Environment setup

In [None]:
%pip install donut datasets torch tqdm transformers

In [None]:
# Set the LC_ALL environment variable
LC_ALL="C"

# Install the donut-python package
%pip install -q donut-python

Fetch model & processor

In [None]:
from transformers import DonutProcessor, VisionEncoderDecoderModel

processor = DonutProcessor.from_pretrained("Vasettha/Donut_Cord")
model = VisionEncoderDecoderModel.from_pretrained("Vasettha/Donut_Cord")

Inference

In [5]:
import re
import json
import torch
from donut import JSONParseEvaluator
from PIL import Image  # Import the Image class from the PIL module

device = "cuda" if torch.cuda.is_available() else "cpu"

# Assuming your model and processor are already defined
model.eval()
model.to(device)

# Assuming your tokenizer is named processor, and you have a sample image
image_path = "/content/6.JPG"
image = Image.open(image_path).convert("RGB")

# prepare encoder inputs
pixel_values = processor(image, return_tensors="pt").pixel_values
pixel_values = pixel_values.to(device)

# prepare decoder inputs
task_prompt = "<s_cord-v2>"
decoder_input_ids = processor.tokenizer(task_prompt, add_special_tokens=False, return_tensors="pt").input_ids
decoder_input_ids = decoder_input_ids.to(device)
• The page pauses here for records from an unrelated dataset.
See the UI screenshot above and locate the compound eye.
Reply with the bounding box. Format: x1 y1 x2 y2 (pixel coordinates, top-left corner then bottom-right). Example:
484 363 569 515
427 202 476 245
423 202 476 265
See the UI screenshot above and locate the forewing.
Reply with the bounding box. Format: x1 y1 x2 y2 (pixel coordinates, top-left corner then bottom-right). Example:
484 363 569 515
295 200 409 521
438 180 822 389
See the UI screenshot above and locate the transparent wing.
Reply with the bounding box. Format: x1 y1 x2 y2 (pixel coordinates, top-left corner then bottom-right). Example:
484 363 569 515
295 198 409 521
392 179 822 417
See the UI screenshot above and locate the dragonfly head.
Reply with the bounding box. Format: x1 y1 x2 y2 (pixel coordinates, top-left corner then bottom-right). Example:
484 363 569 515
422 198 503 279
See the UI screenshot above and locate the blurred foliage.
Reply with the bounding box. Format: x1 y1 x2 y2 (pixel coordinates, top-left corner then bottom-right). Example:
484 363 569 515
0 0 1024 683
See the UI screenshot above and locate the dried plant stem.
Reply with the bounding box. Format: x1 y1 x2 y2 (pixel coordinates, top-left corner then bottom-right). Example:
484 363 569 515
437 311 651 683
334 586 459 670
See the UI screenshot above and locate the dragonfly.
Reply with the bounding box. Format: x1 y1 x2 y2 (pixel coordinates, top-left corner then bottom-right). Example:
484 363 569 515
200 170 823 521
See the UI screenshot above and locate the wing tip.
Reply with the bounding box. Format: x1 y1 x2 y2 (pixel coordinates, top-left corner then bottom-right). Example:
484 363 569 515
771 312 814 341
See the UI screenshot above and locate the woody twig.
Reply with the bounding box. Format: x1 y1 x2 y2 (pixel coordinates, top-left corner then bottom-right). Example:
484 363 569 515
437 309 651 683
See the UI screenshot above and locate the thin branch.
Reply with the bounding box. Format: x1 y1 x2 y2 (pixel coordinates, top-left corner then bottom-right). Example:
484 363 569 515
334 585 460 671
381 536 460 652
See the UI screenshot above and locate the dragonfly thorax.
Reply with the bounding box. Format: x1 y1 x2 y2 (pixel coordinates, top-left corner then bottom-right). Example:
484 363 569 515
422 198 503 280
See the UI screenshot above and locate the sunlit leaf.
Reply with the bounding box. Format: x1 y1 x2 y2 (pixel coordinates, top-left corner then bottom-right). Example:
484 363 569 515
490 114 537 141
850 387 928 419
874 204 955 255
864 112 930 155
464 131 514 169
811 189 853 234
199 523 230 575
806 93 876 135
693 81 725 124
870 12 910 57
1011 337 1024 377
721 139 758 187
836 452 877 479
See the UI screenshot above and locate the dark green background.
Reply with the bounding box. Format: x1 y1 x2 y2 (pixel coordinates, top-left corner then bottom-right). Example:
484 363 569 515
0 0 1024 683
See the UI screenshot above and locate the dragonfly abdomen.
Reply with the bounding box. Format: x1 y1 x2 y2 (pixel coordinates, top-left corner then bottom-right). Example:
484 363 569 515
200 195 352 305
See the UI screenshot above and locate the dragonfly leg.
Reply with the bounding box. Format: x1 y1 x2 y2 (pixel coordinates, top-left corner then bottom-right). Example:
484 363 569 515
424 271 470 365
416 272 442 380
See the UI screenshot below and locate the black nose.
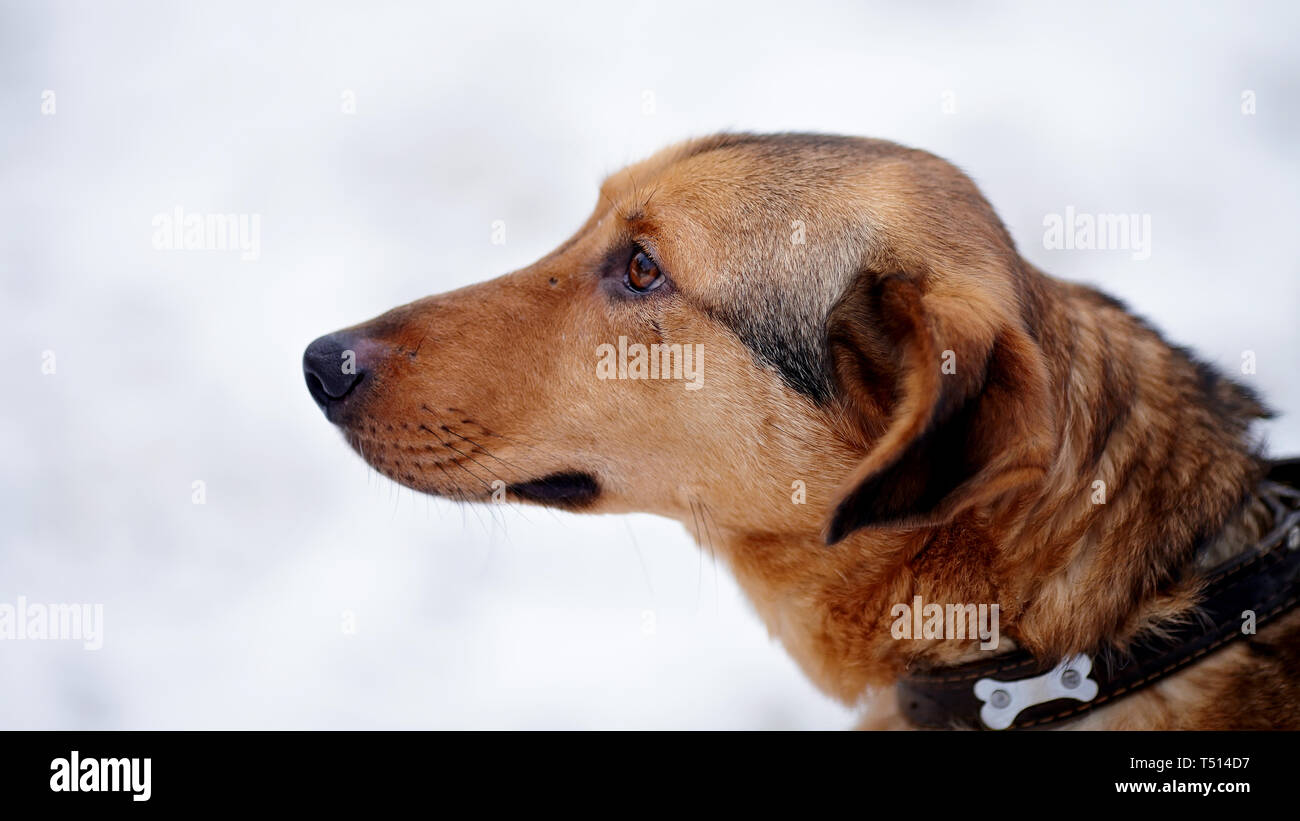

# autoregressively generate sequence
outputs = model.generate(
    pixel_values,
    decoder_input_ids=decoder_input_ids,
    max_length=model.decoder.config.max_position_embeddings,
    early_stopping=True,
    pad_token_id=processor.tokenizer.pad_token_id,
    eos_token_id=processor.tokenizer.eos_token_id,
    use_cache=True,
    num_beams=1,
    bad_words_ids=[[processor.tokenizer.unk_token_id]],
    return_dict_in_generate=True,
)

# turn into JSON
seq = processor.batch_decode(outputs.sequences)[0]
seq = seq.replace(processor.tokenizer.eos_token, "").replace(processor.tokenizer.pad_token, "")
seq = re.sub(r"<.*?>", "", seq, count=1).strip()  # remove first task start token
seq = processor.token2json(seq)

print("Generated sequence:", seq)


Generated sequence: {'menu': [{'nm': 'Woman', 'cnt': '1', 'price': '0'}, {'nm': 'Ham Cheese', 'cnt': '2', 'price': '74,000'}, {'nm': 'Ice Java Tea', 'cnt': '1', 'price': '16,000'}, {'nm': 'Mineral Water', 'cnt': '1', 'price': '13,000'}, {'nm': 'Black & White', 'cnt': '1', 'price': '72,000'}], 'sub_total': {'subtotal_price': '175,000'}, 'total': {'total_price': '175,000', 'cashprice': '200,000', 'changeprice': '25,000'}}


CSV OUTPUT FOR CATEGORIZATION MODEL

In [9]:
import csv

# Extracting data from the JSON
if isinstance(seq['menu'], list):
    menu_items = seq['menu']
else:
    menu_items = [seq['menu']]

# Writing data to CSV
csv_file_path = 'item_list.csv'

with open(csv_file_path, 'w', newline='') as csvfile:
    fieldnames = ['Item']
    writer = csv.DictWriter(csvfile, fieldnames=fieldnames)

    # Write header
    writer.writeheader()

    # Write menu items
    for item in menu_items:
        writer.writerow({'Item': item.get('nm', '')})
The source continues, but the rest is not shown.